1. Design notes
In the late 50's and early 60's in compilers for Algol-derived languages, there was a phase before syntax analysis called 'line reconstruction' where stropped keywords were reduced to lower case and variables were reduced to upper case; all spaces except in strings were removed, and in line-terminated languages any statements broken over more than one line (usually using some sort of continuation character at the end of the broken line) were joined up into a single line.
For example the Algol statement:
'IF' a < b 'THEN' a := b
would be reduced to:
It was this line reconstruction process which allowed these languages to do without the need for a lexer or tokenizer, because the top-down recursive-descent table-driven parsers would recognise both the grammar structure and the actual keywords, one character at a time.
(Just for the record, the compilers I've used didn't actually save keywords as lower-case; in fact they set the top-bit as an indicator, since the character set was 7-bit ISO. This allowed mixed-case significance for identifiers, if needed.)
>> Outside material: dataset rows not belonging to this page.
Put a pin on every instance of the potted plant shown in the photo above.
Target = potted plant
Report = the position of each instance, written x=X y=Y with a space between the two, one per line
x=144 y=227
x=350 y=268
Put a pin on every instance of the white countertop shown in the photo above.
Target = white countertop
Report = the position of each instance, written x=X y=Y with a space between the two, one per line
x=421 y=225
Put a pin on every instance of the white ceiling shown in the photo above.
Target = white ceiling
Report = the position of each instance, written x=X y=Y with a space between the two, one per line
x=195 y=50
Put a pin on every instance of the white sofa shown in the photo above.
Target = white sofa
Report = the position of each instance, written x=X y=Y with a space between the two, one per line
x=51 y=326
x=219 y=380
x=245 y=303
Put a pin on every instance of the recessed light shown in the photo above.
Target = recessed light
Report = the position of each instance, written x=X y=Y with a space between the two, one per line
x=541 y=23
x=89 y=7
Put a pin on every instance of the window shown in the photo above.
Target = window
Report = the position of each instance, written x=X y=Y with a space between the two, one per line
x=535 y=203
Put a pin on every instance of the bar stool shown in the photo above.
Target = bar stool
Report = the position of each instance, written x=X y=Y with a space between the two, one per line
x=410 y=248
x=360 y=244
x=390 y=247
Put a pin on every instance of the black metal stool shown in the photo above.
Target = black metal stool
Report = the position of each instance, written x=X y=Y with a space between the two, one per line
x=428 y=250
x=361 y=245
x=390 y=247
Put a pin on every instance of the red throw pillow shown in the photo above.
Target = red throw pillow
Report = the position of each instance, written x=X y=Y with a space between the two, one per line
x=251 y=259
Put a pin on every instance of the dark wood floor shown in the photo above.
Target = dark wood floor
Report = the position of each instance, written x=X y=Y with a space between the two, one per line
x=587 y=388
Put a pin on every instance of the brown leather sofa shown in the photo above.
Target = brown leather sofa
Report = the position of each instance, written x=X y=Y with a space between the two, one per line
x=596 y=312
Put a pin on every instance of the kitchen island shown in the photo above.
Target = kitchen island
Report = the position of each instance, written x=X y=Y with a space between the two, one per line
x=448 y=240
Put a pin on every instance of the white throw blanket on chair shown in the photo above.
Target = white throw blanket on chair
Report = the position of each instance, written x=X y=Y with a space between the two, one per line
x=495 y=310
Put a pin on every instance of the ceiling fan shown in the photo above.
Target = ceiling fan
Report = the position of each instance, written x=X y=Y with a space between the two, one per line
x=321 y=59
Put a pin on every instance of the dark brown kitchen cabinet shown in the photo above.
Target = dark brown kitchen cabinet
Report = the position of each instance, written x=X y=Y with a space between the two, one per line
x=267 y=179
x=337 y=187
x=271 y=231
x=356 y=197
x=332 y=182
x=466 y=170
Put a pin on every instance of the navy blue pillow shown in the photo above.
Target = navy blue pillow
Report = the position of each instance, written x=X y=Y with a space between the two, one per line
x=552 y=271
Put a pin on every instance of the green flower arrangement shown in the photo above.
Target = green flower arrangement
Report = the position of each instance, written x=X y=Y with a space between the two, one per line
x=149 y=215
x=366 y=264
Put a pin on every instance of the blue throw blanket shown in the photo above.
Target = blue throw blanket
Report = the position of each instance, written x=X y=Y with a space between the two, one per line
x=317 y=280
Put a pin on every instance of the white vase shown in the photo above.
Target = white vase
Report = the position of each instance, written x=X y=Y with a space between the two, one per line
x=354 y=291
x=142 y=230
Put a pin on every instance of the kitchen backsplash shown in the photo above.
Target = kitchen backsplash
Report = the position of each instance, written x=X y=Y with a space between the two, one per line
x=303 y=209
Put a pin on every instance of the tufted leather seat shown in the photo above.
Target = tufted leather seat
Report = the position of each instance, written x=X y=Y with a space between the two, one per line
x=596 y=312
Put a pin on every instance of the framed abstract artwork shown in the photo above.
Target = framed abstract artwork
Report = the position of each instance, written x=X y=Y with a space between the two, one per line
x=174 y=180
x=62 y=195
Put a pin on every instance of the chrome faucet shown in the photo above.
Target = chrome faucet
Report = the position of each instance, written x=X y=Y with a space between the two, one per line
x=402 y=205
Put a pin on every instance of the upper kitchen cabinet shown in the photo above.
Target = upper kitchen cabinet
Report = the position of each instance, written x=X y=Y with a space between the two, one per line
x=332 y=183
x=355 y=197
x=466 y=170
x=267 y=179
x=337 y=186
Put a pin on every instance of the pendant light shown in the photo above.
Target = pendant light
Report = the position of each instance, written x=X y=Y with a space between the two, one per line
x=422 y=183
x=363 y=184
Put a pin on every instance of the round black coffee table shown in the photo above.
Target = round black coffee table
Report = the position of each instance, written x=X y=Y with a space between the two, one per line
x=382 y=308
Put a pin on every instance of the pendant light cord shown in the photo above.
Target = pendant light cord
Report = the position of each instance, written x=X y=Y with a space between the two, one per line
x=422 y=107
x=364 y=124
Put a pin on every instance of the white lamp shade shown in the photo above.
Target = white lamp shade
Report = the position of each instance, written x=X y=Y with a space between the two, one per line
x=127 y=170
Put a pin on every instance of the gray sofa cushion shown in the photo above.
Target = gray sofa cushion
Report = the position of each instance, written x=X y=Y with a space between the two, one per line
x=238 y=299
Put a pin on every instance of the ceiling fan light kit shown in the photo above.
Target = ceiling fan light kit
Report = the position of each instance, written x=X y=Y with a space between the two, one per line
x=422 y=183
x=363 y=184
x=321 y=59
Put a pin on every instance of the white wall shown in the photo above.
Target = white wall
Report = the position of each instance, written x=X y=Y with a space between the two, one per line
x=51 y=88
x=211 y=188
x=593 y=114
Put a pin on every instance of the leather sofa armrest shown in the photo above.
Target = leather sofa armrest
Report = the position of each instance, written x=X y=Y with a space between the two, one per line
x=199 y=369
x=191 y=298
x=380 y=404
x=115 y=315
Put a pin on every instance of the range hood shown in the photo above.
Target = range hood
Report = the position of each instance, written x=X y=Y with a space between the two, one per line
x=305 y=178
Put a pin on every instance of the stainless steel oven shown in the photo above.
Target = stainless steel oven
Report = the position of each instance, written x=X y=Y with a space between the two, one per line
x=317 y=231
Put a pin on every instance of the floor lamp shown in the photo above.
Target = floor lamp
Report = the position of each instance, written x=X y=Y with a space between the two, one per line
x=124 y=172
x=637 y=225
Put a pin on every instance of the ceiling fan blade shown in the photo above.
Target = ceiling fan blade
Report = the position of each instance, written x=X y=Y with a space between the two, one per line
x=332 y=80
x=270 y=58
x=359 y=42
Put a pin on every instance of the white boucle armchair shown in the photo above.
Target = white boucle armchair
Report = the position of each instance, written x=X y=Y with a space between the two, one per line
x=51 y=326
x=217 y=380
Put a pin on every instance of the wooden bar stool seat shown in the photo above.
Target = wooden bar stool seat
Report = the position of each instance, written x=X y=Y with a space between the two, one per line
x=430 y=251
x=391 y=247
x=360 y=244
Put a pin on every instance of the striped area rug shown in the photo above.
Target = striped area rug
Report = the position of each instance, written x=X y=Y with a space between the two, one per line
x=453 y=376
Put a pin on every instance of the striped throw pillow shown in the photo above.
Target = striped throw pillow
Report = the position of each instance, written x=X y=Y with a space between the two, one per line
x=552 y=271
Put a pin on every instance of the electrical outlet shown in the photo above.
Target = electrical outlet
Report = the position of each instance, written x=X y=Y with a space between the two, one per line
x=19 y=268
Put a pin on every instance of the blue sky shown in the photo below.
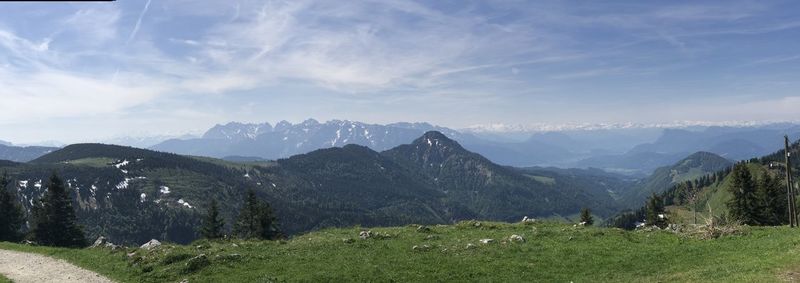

One of the advantages of line reconstruction on a stropped language is that the grammar does not need to include spaces between tokens, while managing to avoid the need for a tokenizer. Unfortunately we can't take advantage of that so our grammar has to explicitly allow spaces between tokens. The simplest way to guarantee a space is allowed at every point in the source is to insert them in the grammar only before literals. In fact a smarter parser-generator could do that for us transparently.
Also, since this Tiny language is of the c-/pascal-style tokenized variety, with reserved keywords, we cannot use a classic line-reconstruction technique; yet in order to use a TDRD parser, we need some sort of line reconstruction.
So what I have chosen to do in this compiler is to do the line-reconstruction in the pre-processor, and to remove extraneous spaces so that when we parse a space, we don't need to parse multiple spaces. In order to preserve accurate line numbers for diagnostics, lines which are removed from the source because of preprocessor conditions are output as blank lines, and blank lines will be explicitly skipped in the grammar.
I have a pre-processor from an earlier project which I can adapt to use here. You can read up on its cool use of this OperatorPrecedenceHack.
The next trick that may be new to some readers is that we do not encode the precedence in the grammar. Nor do we distinguish between boolean expressions and integer expressions at parse time. We simply parse anything that could remotely look like an expression, and if parts of it were not appropriate in this context then an error can be generated by looking at the annotated parse tree. Not only does this mean easier parsing with less backtracking, it also allows for more meaningful error messages.
Another closely related trick is that procedure calls, assignments, and array accesses all start with the same parsing structure, and the determination of what we are looking at is made after parsing.
I may make the '=' of assignment an operator and not have a specific grammar entry for assignment - just for <expr> with a check that there's a '=' at the top of the tree.
In fact I've been toying with an idea that Rainer and I discussed a couple of years ago, which is that *everything* is treated as an operator, and we use the same operator-precedence algorithm to restructure the AST trie for things like postfix array accesses as we do for arithmetic and boolean operators.